"I think this whole thing could have been avoided," said the man, a leader in the Colorado Minutemen group, which opposes illegal immigration from Mexico.
He spoke on the condition that his name not be published at this time. He expects his identity and his role in the case eventually will become public once first-degree murder charges against Forde work through the courts in Pima County, Ariz.
Deputy Dawn Barkman, public information officer for the Pima County Sheriff's Department, on Monday declined comment on the man's story.
The department's refusal to comment makes it impossible to verify all of the Minuteman's claims. Some details of his story, however, including previously unpublished information about Forde's arrest, have been substantiated.
The man also supplied e-mails that appear to have been sent to him by Forde, 41, in the days after the May 30 robbery and double killing in Arivaca.
"I'm in deep and now have targets on my head including big brother," reads a June 3 message sent from Forde's e-mail address. "I don't know who will take me out or set me up."
In a June 5 e-mail, Forde apparently writes about getting a tip that sheriff's detectives in Tucson were looking for her.
"So just for your eyes now the po po (police department) is inquiring," the message reads. "Let them."
Forde had run the Minutemen American Defense border-watch group. She and two others are charged with the shooting deaths of Raul Flores, 29, and his daughter, Brisenia, 9. The pair died May 30 and the girl's mother was wounded when intruders opened fire after forcing their way into the home by pretending to be law officers.
The Minuteman from Colorado said he and others were told by Forde that she was planning a home-invasion robbery in Arizona.
The man said he was contacted early this spring by Forde, who knew of him from his Minutemen activities. Although they had not met, he claims she asked if he would be interested in helping her rob people suspected of involvement in smuggling near the border.
The man said he didn't turn Forde down, but in April told law enforcement officials about her request. They showed little interest, he said, declining to identify the officials or their agency.
The man said he offered to assist in helping an undercover investigator infiltrate Forde's group to make arrests before a crime was committed. The man said his offer was declined.
Meanwhile, he said, Forde pressed to set up a meeting to discuss staging robberies. After consulting with others in his group, four of the team decided to attend. They planned to later secretly share what they learned with law officers, he said.
"She had no idea," he said of Forde.
Recounting a May 15 meeting with Forde near Denver, the man said the conversation initially was hypothetical, and there was an agreement that there would be no action for months.
But then, he said, "She starts bringing up Arivaca."
Forde allegedly told the group she "had a guy" in Arivaca who could not only identify drug traffickers for home invasions but also help sell any drugs seized, the man said.

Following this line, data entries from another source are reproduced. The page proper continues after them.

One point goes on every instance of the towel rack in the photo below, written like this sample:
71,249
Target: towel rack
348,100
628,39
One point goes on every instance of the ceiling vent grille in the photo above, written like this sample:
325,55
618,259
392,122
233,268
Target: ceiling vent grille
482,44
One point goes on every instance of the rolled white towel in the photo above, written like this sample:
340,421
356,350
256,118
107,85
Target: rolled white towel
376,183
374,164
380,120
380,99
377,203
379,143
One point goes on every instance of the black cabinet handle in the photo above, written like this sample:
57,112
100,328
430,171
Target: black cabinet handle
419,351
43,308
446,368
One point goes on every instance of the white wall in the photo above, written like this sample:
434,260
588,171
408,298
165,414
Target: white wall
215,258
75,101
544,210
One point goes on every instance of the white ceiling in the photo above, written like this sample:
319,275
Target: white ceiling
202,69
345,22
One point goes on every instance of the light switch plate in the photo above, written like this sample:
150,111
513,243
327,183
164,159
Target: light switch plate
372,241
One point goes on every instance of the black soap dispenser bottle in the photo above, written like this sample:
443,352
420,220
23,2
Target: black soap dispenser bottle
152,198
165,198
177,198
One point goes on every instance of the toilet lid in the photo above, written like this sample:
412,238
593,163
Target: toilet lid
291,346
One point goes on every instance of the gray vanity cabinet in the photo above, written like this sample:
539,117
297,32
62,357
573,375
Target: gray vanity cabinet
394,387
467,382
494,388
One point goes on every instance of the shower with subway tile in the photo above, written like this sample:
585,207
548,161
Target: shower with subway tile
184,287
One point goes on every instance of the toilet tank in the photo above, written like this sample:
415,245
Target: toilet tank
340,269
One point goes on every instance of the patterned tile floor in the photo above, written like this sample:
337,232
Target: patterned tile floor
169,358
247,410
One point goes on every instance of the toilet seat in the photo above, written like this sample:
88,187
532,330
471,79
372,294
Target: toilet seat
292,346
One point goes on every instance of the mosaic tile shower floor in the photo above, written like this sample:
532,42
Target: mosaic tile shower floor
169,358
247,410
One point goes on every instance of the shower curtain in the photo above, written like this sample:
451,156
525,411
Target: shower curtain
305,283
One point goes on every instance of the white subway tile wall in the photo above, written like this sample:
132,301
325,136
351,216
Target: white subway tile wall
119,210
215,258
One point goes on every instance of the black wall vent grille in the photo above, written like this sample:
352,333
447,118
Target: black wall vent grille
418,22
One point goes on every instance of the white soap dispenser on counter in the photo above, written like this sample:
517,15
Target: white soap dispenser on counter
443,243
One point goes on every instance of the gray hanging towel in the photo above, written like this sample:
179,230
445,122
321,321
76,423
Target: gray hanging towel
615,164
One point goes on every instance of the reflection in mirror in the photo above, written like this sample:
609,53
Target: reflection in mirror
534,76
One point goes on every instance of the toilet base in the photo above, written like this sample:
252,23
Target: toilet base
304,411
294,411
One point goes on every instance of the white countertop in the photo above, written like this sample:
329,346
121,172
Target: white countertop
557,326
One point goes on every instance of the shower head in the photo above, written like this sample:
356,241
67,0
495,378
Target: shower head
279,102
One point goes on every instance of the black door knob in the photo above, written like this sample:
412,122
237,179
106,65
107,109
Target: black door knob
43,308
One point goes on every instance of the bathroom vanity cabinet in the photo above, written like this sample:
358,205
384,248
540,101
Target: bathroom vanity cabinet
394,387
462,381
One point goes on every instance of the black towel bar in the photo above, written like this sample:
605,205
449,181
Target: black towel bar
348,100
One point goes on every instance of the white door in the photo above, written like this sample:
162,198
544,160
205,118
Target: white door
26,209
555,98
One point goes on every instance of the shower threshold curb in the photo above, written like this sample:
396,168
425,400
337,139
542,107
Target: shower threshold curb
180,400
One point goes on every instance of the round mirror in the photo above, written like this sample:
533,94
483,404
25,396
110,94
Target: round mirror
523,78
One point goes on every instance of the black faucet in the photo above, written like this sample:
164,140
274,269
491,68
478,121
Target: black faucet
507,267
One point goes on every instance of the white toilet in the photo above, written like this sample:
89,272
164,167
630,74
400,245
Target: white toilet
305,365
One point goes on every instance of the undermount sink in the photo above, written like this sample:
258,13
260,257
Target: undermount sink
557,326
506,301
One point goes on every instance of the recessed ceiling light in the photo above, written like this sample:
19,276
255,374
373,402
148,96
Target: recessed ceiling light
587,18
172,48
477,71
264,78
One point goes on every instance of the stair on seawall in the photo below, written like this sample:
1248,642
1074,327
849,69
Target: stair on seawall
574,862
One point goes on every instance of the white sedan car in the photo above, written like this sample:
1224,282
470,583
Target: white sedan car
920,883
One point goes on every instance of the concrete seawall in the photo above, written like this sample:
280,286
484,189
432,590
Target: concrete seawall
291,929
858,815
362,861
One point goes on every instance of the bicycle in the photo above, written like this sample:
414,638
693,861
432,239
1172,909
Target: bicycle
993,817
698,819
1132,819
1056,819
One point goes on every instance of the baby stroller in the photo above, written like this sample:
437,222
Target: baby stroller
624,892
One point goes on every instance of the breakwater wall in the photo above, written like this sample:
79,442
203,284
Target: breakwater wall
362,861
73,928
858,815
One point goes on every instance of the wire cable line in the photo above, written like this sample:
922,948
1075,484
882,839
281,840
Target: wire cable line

Forde, who was open about needing cash, allegedly pressed for immediate action. She began contacting members of his Minutemen group directly, trying to recruit them, he said. She got no takers.
Within hours of the Arivaca killings, Forde contacted an Arizona-based associate of the man and asked him to bring sutures to patch up one of her crew who had been wounded. The Colorado Minuteman's contact did not go. Instead, Chuck Stonex, a New Mexico man who was a former member of Forde's group, has acknowledged binding a wound on the leg of Jason Eugene Bush, 34. Bush has since been charged along with Forde.
The Colorado Minuteman said he learned of the Arivaca killings when an associate sent him a newspaper article a few hours after the shootings. He said the article was sent by another Colorado Minuteman who said of Forde "she did it."
The man said he called the law enforcement officials who earlier had passed on focusing on Forde.
"They became very interested when I made a phone call and said 'Well, it happened,' '' he said.
In the days that followed, the man said he was interviewed by Pima County detectives and worked with investigators to try to get Forde on the phone or to send e-mail messages. Detectives were seeking Forde's whereabouts in part by tracking her cell phone use, he said.
"Minutemen are the people who put the kink in her tail," he said.
Forde was arrested near Sierra Vista, Ariz., by an FBI team that tracked her to the home of Glenn Spencer, president of American Border Patrol, a group that monitors border security using airplane surveillance, the man said.
Forde was arrested a short distance from Spencer's home.
Barkman from Pima County confirmed that FBI agents were involved in Forde's case because she was a fugitive.
Spencer on Monday said Forde had no affiliation with his group, although last year he had allowed Forde and her teenage daughter to live in an unused recreational vehicle on his property. Spencer broke ties with Forde over concerns about her behavior and judgment, he said.
"She was actually going to leave her daughter here," he said. "I ... was not happy with this person, and I did not want to affiliate with her any more."
On June 12, almost two weeks after the Arivaca killings, Spencer said Forde simply showed up at his house and was admitted by the woman who runs his office.
"I was on my computer working on our report and she showed up right behind me," he said.
Forde asked to use one of Spencer's rooms to send an e-mail from her laptop computer. He let her, and then she left.
"That's where I want to leave it," Spencer said.
Forde was arrested about a mile from Spencer's home when she drove up to an FBI road block.
She remained jailed in Tucson on Monday, held in lieu of $1 million bail.